Harnessing CD33-Targeted CAR T Cells: A Promising Approach for Acute Myeloid Leukemia Therapy

The development of advanced treatments for acute myeloid leukemia (AML) is crucial due to the stagnation in enhancing long-term patient survival. Innovative approaches such as utilizing chimeric antigen receptor (CAR) T cells have been considered for this purpose. However, the challenge lies in identifying a suitable antigen for targeting, as AML cells do not have an ideal target. CD33, which is present in 85-90% of AML cases, is a common target but also resides in normal myeloid cells, posing a risk of toxicity.

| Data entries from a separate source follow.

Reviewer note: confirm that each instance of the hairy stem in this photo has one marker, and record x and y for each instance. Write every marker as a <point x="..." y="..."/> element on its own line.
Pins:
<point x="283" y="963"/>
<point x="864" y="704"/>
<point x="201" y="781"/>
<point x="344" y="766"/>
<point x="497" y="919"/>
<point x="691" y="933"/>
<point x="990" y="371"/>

Our goal was to develop CAR T cells that target CD33, with the objective of initiating a phase I clinical trial for relapsed AML patients. To mitigate potential risks, an elimination gene was incorporated into the design to facilitate the removal of CAR T cells post-treatment.

We created a CD33-specific CAR using the humanized M-195 antibody's variable chains, along with CD28 and zeta signaling domains, and the IL-12 gene. To ensure the ability to eliminate CAR T cells if required, the EGFRt gene was integrated into the construct, resulting in the EGFRt/HuM195-28z/IL-12 CAR. This construct showed high efficiency in transducing human T cells, as evidenced by flow cytometry using fluorescent cetuximab or CD33.

The engineered T cells produced functional IL-12, which was measured by culturing with peripheral blood mononuclear cells and detecting IFN-g levels. Upon CAR stimulation using the CD33+ AML cell line Molm-13, the CAR T cells showed significant proliferation and produced high levels of IFN-g and IL-2. Furthermore, these cells demonstrated substantial cytotoxicity against Molm-13 in chromium-release assays.

The efficacy of these CAR T cells was further tested in two preclinical mouse models. SCID/Beige mice xenografted with Molm-13 cells showed significantly improved long-term survival when treated with the CAR T cells. Similarly, NSG mice engrafted with patient-derived CD33+ AML cells exhibited a reduction in peripheral CD33+ disease upon treatment.

The findings indicate that the EGFRt/HuM195-28z/IL-12 CAR can effectively target CD33+ AML tumor cells. Ongoing research is focused on validating the elimination mechanism of CAR T cells via EGFRt in vitro and in vivo. The results support the potential use of CD33-targeting CAR T cells in clinical settings for patients with relapsed AML to reduce disease load prior to further therapies such as allogeneic transplantation.